Hundreds of thousands of hard-line Islamists demanding a new blasphemy law on Sunday blocked highways and fought running battles with police, leaving four people dead and hundreds injured in the Bangladeshi capital. Chanting "Allahu Akbar!" ("God is greatest!") and "One point, One demand: Atheists must be hanged", activists from Hefajat-e-Islam marched along at least six highways, blocking transport between Dhaka and other cities and towns.
Police officials told AFP that about 200,000 people had marched to central Dhaka, where fierce clashes erupted between thousands of rock-throwing protesters and security officials, with police beating back demonstrators with batons.
"At least 100,000 protesters" blocked the road at Tongi town, which connects Dhaka with the northern region, local police chief Ismail Hossain told AFP. Witnesses said rioting broke out after police tried to intercept stick-wielding protesters, most travelling from remote villages, in front of the country's largest mosque. Trouble then spread to central districts of Dhaka. "This government does not have faith in Allah. This is an atheist government, we will not allow them to live in Bangladesh. Muslims are brothers, we must protect Islam," one protester, filmed by AFP, was seen chanting.
Police fired rubber bullets from armoured vehicles at protesters, who went on the rampage, torching a police office, scores of vehicles and shops, attacking government offices and beating policemen.
Dozens of small bombs exploded, leaving smoke hanging in the air around the mosque. One policeman suffered serious head injuries after he was beaten by protesters, according to an AFP correspondent at the scene.
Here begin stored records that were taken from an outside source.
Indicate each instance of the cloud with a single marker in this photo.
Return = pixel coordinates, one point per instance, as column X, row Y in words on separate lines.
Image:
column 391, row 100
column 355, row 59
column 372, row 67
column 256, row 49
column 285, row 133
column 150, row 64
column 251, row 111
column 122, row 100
Of the dead at least three were taken to Dhaka Medical College Hospital, police inspector Mozammel Haq told AFP, adding almost 100 more had been injured.
M. Adnan, an emergency doctor at the private Islami Bank Hospital, told AFP one protester died and nearly 300 protesters were treated in its two branches. A senior police officer who declined to be named told AFP between "150,000 and 200,000 demonstrators" marched to Motijheel, Dhaka's main commercial district, where they continued to rally until 10:00 pm (1600GMT). Deputy Commissioner of Dhaka police, Sheikh Nazmul Alam, said police fired rubber bullets to disperse unruly demonstrators.
The protest was staged as the country was recovering from its worst industrial disaster, which saw at least 620 people killed when a factory building collapsed just outside the capital on April 24.
Hefajat, a newly created radical Islamist group, is demanding the death penalty for all those who defame Islam.
It said it staged the mass protest to push a 13-point list of demands, which also include a ban on men and women mixing freely together and the restoration of pledges to Allah in the constitution.
Hefajat leaders have threatened to launch a campaign to oust the government unless their demands are met.
Marchers blocked highways at Jatrabari and Demra, cutting the city off from the north-east and south-east, including from the main port of Chittagong.
They also blocked roads and bridges in Kadamtali and Hasnabad, severing Dhaka's road links with the south.
The rally was the latest in a series of mass actions by Hefajat, unusual in Bangladesh because of the large numbers of people taking part.
Last month activists organised a general strike as well as a gathering of hundreds of thousands of activists demanding a blasphemy law, in what experts said was the country's largest political rally in decades.
Critics have branded Hefajat's demands a charter for turning Bangladesh into a country like Taliban-ruled Afghanistan.
Women workers including female garment labourers have vented their anger at the group's call to segregate the sexes. Prime Minister Sheikh Hasina, who has been leading a secular government in the Muslim-majority country since 2009, has rejected the demand for a blasphemy law.
Hasina's ruling Awami League party has accused Hefajat, which draws support from the country's tens of thousands of Islamic seminaries, of being a pawn of the opposition, which lent moral support to Sunday's blockade.
Hard-line Islamist groups accuse Hasina's government of trying to intimidate the opposition through a series of trials for war crimes allegedly committed during the 1971 war of independence.
Three Islamists have so far been convicted and two of them were sentenced to death. More than 100 people have been killed during protests over the trials since January this year.